Before he'd had reason to believe in Heaven, Max had believed mostly in pain, fear, and death. But why should he have expected any of that to change?
Title: The World Behind The World
Author: Jedi Buttercup
Disclaimer: The words are mine; the world is not.
Rating: PG-13; gen
Spoilers: Max Payne (2008) and Constantine (2005)
Notes: I've wanted to write this fic for five years, but I had to be in just the right mood for the words to come. Ironic, really; I'm supposed to be writing my rarewomen fic right now. *sigh* Crack taken way too seriously ahoy!
Summary: Before he'd had reason to believe in Heaven, Max had believed mostly in pain, fear, and death. But why should he have expected any of that to change? 3000 words.
"Max Payne - he's been hunting [...] looking for something that God wants to stay hidden.
And that's what makes him even more dangerous."

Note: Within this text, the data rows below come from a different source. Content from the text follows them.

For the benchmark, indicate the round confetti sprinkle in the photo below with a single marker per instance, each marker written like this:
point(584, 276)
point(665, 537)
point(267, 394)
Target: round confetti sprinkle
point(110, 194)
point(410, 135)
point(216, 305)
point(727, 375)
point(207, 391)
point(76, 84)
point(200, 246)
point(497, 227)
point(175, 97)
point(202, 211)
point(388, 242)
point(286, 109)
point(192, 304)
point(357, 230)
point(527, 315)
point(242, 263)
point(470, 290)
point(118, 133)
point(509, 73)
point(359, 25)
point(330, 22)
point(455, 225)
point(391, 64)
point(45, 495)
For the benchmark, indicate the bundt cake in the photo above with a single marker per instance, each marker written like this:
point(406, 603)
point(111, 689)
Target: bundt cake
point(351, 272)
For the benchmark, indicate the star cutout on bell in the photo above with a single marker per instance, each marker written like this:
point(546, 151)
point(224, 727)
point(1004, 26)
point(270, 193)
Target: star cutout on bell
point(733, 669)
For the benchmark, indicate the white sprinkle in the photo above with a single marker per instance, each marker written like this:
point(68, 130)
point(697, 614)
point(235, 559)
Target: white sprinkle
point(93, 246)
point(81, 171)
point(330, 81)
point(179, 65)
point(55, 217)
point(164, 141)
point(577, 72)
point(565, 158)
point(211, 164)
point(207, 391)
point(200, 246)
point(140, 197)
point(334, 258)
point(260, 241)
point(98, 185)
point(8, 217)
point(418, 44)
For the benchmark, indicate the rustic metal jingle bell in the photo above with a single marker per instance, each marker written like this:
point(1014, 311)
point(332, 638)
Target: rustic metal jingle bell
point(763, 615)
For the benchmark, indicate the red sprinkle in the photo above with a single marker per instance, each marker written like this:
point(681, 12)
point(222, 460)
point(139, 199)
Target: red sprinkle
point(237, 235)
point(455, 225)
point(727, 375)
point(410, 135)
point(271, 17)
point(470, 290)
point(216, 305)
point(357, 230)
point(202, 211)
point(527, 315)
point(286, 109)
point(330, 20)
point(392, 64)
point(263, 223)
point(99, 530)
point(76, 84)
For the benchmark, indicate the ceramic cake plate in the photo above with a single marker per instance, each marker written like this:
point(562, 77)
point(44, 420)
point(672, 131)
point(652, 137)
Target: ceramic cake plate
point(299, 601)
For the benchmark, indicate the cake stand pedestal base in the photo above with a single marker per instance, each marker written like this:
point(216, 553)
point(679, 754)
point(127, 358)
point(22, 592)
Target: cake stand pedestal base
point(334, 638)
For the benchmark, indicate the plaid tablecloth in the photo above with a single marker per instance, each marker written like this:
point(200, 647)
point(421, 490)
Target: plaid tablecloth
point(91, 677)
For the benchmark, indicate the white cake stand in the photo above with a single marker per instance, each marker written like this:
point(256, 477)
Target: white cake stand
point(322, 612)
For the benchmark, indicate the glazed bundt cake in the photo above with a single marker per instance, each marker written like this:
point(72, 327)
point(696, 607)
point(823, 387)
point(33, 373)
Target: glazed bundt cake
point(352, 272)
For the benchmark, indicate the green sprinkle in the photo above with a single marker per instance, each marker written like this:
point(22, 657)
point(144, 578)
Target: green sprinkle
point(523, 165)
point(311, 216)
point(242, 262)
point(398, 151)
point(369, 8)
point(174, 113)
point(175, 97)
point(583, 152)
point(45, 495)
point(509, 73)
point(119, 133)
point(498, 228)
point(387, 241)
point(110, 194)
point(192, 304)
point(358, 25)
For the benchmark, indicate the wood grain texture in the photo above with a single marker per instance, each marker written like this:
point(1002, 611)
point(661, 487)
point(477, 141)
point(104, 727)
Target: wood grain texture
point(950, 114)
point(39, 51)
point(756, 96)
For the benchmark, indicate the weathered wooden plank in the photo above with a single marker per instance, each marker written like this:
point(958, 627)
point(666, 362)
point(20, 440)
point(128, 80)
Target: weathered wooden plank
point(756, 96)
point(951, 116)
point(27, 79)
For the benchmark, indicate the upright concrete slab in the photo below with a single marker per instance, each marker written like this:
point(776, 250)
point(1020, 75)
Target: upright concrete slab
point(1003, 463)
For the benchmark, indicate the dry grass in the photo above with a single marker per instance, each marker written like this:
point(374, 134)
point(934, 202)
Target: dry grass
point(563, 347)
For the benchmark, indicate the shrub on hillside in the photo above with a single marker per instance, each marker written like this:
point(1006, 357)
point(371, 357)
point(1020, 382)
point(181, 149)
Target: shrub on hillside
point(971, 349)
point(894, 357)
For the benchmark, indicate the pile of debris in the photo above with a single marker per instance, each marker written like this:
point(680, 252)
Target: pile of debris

Max looked up at the sign above the aging bowling alley with a perturbed frown. He hoped his colleague had known what he was doing, sending him there.
It wasn't that the building looked like it had seen hard times-- on its own, that wouldn't have given him pause. He'd been more at home in the rougher streets of New York than white picket fenceville over the last few years. It was the scent of brimstone that was making the hair on the back of his neck stand up. It brought back shaky memories of shadowed wings and embers falling mixed with snow, vivid hallucinations that might have been more than hallucinations from the second worst night of his life.
But if he didn't go in, he would have wasted the cost of the plane ticket to LA, not to mention the best lead he had on what was going on with him that didn't involve a psych ward. He'd made it out of the slaughter in the Aesir building without having to do time, thanks to Bravura over in IA and a little background help from the Russian assassin who'd accompanied him on his crusade, but he was still on a desk, and he'd lose even that in a heartbeat if any of his superiors found out he'd been seeing things.
Max huffed a breath, then sucked it up and went inside.
The prickling along his nerves actually grew worse as he made his way up to the next floor... but curiously, the odor changed as he moved, losing the sulfurous overtones and shifting to a subtle blend of exotic spices. Something like those aromatherapy candles Michelle used to love. The sense of eyes on him didn't lift, but the quality of the feeling changed; still wary, but somehow less hostile. Maybe McClane had known what he was talking about after all? Well, that's what he was there to find out.
He knocked on the door to the second floor apartment, eyeing the symbols carved all along the lintel, then dropped his hand to his belt-- just a few inches from his holster-- as he waited for it to open.
The man who obliged a few seconds later was dressed more formally than Max, in a white dress shirt, dark tie, and black suit pants, as though he'd just been to a funeral and shed his jacket after he returned. He was pale, with ruffled black hair and brows drawn together in a suspicious expression, and had maybe four or five skinny but solid inches on Max; definitely the guy McClane had described.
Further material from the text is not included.